The Importance of Atmospheric Temperature on the Size and Structure of Tropical Cyclones

During the course of their lives, tropical cyclones can travel long distances and move through environments of varying temperature, moisture, and underlying sea-surface temperatures, which result in, sometimes dramatic, changes in their size and structure (e.g., Hurricane Katrina 2005). This modeling study was designed to investigate the effects that changing the environment profile has on the size and structure of a tropical cyclone. Using the WRF-ARW model, a control atmospheric profile and underlying sea-surface temperature is modified in a systematic fashion to explore how and why the size and structure of tropical cyclones change under different environmental conditions. It is found that for the same sea-surface temperature and static stability, the size of the tropical cyclone increases with every incremental decrease in the atmospheric temperature profile.

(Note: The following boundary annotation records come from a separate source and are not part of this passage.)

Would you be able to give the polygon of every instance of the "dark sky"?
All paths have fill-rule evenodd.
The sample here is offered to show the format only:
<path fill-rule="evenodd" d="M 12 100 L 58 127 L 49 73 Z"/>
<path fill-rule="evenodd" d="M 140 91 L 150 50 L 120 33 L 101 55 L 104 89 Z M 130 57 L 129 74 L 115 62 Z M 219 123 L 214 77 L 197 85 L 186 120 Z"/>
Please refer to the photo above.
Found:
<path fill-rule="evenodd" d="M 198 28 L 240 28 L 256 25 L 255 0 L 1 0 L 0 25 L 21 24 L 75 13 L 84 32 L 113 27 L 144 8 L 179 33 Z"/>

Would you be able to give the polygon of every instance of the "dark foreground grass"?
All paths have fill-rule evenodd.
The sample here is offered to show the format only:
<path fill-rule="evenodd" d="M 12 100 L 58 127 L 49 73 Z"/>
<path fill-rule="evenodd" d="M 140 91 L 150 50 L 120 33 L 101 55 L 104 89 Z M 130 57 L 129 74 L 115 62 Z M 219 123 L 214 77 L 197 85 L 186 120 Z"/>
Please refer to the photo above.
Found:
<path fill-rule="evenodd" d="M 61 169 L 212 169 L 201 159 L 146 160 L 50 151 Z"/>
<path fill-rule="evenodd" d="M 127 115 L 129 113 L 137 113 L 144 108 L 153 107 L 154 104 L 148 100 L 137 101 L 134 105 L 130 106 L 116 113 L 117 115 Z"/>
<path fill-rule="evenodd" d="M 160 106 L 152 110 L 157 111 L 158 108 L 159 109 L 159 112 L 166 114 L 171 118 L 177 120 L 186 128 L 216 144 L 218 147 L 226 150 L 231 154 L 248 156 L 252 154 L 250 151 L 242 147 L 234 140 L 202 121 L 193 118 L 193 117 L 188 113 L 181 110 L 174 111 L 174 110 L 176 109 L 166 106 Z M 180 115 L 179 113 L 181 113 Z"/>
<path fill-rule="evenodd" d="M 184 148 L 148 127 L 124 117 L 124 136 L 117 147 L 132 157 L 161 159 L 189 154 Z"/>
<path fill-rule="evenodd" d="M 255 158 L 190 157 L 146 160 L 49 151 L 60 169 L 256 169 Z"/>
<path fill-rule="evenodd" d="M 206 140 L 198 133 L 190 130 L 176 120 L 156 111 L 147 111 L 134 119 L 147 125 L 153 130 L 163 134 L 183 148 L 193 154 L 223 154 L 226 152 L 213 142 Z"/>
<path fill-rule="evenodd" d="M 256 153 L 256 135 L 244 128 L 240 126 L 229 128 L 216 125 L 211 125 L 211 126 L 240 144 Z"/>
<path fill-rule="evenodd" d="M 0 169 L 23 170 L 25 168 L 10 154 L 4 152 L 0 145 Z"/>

Upon analyzing the surface moisture fluxes, a correlation between enhanced moisture fluxes and expansion of the wind field and radar reflectivity is found, which is directly associated with the decreasing atmospheric temperature profile. As the atmospheric temperature profile decreases, the difference between the surface air and ocean temperature increases, which results in increased sensible and latent heat fluxes. The results indicate that the increased latent heat fluxes from the underlying ocean are essential to the growth of a tropical cyclone.